Траут слыхом не слыхал о Двейне Гувере, когда сочинял этот роман. Роман был предназначен для любого, кто его случайно откроет. Там просто‑напросто говорилось первому встречному: «Эй! Знаешь что? Ты – единственное существо со свободной волей! Как тебе это нравится?» И так далее. Это был всего лишь tour de force [1]. Это была jeu d'espnt [2].
Но Двейну эта идея отравила мозги.
Траут перепугался, когда понял, что даже он мог принести в мир зло – в виде вредных идей. И после того, как Двейна в смирительной рубашке отвезли а сумасшедший дом, Траут фанатически уверовал в значение идей и как причины болезней, и как средства излечения. Но никто не хотел его слушать. Он был неопрятный старик, и, как глас вопиющего в пустыне, его голос взывал из‑за кустов и деревьев: «Идеи или отсутствие идей могут вызвать заболевание».
И Килгор Траут стал первооткрывателем в области душевного здоровья. Он проповедовал свои идеи под видом научно‑фантастических романов. Умер он в 1981 году, почти через двадцать лет после того, как по его вине так серьезно заболел Двейн Гувер.
Тогда Траут уже получил всеобщее признание как великий писатель и ученый. Американская Академия наук и искусств поставила памятник над его прахом. На лицевой стороне была высечена надпись – цитата из его последнего романа, двести девятого романа, который остался недописанным из‑за его кончины. Памятник выглядел так:
Глава вторая
Двейн был вдовцом. Ночью он жил в сказочном доме на Фэйрчайлдских холмах – в самом лучшем районе города. Каждый дом стоил там по крайней мере сто тысяч долларов. Каждый дом был окружен участком по меньшей мере в сто гектаров.

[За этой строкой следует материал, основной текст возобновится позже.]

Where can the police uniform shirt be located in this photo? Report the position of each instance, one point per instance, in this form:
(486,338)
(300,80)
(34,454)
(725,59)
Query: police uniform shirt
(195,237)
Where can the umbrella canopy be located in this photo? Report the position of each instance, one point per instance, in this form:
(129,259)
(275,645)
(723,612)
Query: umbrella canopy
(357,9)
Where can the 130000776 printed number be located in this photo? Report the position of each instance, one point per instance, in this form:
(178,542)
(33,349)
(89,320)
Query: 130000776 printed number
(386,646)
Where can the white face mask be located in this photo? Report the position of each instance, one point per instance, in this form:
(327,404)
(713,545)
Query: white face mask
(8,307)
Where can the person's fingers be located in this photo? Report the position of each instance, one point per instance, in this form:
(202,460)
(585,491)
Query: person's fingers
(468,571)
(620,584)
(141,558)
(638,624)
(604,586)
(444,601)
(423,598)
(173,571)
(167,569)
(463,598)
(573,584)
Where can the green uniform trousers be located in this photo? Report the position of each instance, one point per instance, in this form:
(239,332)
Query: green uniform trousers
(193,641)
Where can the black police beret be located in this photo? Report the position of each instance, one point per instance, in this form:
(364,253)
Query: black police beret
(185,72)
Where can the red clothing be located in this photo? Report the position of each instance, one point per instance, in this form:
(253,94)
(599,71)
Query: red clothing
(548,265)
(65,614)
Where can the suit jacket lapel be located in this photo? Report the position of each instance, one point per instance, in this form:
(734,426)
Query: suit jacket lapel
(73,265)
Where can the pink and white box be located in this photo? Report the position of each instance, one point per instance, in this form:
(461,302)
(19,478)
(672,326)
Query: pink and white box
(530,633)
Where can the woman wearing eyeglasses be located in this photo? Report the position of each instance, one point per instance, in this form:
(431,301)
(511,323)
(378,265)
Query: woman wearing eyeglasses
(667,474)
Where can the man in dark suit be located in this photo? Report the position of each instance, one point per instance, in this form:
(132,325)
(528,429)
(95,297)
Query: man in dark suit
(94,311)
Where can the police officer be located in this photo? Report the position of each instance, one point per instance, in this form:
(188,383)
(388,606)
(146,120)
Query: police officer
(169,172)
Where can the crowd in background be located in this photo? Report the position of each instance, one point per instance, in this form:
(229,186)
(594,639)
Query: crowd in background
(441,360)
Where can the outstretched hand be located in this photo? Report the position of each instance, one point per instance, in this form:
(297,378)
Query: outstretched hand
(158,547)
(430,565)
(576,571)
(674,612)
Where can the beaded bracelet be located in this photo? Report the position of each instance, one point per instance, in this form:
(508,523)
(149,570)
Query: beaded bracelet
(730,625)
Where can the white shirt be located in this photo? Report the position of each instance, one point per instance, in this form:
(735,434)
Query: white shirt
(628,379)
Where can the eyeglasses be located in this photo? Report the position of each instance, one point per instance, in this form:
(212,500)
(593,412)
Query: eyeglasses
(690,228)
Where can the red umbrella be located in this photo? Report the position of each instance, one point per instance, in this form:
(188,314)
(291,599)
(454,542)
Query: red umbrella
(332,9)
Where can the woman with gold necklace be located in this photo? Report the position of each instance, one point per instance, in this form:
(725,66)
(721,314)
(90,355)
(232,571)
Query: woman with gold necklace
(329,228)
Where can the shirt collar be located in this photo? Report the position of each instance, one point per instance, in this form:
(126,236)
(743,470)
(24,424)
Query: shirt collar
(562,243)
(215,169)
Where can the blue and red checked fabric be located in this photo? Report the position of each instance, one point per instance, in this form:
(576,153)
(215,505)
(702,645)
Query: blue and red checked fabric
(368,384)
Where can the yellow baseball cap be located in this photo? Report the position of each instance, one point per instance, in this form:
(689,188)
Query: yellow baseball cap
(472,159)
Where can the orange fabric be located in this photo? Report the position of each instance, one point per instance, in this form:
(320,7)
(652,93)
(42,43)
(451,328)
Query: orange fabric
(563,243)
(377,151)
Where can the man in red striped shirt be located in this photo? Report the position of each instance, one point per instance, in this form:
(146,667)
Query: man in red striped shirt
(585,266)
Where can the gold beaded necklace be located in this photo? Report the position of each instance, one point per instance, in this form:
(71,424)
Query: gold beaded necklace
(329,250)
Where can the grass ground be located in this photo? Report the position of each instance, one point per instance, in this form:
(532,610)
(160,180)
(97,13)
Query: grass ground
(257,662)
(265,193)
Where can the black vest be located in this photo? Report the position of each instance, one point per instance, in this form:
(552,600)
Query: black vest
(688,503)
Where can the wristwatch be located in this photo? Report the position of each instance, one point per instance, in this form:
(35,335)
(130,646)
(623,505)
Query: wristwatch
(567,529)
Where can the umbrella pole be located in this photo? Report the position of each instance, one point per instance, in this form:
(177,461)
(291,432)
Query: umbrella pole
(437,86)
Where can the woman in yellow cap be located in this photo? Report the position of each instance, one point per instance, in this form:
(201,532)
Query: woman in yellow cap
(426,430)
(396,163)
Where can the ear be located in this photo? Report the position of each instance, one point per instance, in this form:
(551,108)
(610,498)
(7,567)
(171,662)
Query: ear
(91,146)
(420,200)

Единственным товарищем Двейна по ночам был ньюфаундленд по имени Спарки. Спарки не мог вилять хвостом: много лет назад он попал в автомобильную катастрофу. Поэтому он никак не мог выказывать свои дружеские чувства к другим собакам. Оттого ему и приходилось без конца ввязываться с ними в драку. Уши у него висели клочьями. Он весь был в шрамах.
Была у Двейна и черная служанка по имени Лотти Дэвис. Она ежедневно убирала его дом. Потом она готовила и подавала ему ужин. Потом она уходила домой. Она была потомком рабов.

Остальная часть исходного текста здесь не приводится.